If you plan to deploy a system like an OpenStack cloud, you need to be aware of the failure modes of the system components (disk failures, power failures, networking issues), and ensure that your system can stay functional when these failures occur. However, when you actually deploy OpenStack on real hardware, you quickly discover that the component that is most likely to generate a fault is you, the operator. Because every installation is different, and because OpenStack has so many options, the probability of forgetting an option or specifying the incorrect value in a config file on the initial deployment is approximately one.

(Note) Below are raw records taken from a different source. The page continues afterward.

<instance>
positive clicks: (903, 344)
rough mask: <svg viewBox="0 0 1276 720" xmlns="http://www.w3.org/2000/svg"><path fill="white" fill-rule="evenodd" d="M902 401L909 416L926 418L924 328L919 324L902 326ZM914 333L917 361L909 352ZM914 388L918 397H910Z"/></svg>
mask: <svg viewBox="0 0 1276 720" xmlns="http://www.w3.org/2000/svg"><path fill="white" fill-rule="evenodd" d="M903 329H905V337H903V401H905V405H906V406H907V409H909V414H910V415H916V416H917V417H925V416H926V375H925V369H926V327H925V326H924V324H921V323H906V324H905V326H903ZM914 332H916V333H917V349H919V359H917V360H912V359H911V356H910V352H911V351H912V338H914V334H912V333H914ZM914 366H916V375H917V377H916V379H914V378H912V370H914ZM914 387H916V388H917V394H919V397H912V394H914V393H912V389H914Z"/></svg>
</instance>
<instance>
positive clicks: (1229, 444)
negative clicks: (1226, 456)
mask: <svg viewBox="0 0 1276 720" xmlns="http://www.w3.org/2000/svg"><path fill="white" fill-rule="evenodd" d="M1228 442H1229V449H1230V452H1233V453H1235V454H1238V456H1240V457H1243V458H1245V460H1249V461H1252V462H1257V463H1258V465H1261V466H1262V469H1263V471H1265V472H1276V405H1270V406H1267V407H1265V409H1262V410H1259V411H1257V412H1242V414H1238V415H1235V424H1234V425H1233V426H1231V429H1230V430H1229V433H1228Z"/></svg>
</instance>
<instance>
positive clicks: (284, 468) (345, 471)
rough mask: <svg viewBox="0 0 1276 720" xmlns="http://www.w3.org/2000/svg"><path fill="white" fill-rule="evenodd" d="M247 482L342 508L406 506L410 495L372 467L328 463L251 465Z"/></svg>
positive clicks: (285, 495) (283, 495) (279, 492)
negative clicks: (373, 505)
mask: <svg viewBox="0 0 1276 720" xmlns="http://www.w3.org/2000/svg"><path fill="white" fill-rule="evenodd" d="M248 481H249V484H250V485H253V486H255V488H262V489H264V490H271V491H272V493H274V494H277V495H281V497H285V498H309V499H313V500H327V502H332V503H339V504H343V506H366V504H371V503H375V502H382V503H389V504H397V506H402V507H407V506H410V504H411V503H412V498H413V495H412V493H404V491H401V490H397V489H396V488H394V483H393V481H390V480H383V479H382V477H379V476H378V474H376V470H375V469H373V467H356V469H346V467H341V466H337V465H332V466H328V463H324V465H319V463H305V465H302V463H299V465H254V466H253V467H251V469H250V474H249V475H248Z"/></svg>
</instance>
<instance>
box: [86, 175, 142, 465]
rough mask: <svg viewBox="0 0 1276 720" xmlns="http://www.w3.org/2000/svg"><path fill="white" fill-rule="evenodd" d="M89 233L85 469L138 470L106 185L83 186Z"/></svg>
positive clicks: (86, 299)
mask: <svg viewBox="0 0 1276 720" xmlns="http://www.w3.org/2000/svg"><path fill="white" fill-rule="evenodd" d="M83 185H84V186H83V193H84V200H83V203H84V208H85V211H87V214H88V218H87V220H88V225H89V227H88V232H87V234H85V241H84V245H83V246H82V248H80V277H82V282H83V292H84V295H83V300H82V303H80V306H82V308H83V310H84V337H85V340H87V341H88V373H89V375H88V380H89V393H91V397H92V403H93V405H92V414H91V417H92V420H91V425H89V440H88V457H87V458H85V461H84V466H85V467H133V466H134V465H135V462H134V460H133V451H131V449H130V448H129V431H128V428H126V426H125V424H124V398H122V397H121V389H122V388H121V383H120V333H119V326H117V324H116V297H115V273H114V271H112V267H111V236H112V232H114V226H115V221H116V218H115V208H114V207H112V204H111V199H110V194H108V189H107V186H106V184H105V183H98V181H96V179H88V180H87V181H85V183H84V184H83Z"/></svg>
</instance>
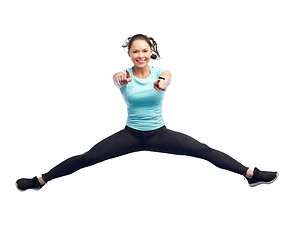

And while developers now design software to minimize the impact due to a hardware failure, there is no such notion of minimizing the impact due to an operator failure. This would require asking questions at development time such as: “What will happen if somebody puts ‘eth1’ instead of ‘eth0’ for public_interface in nova.conf? How would they determine what has gone wrong?”
Designing for operator fault tolerance would be a significant shift in thinking, but I would wager that the additional development effort would translate into enormous reductions in operations effort.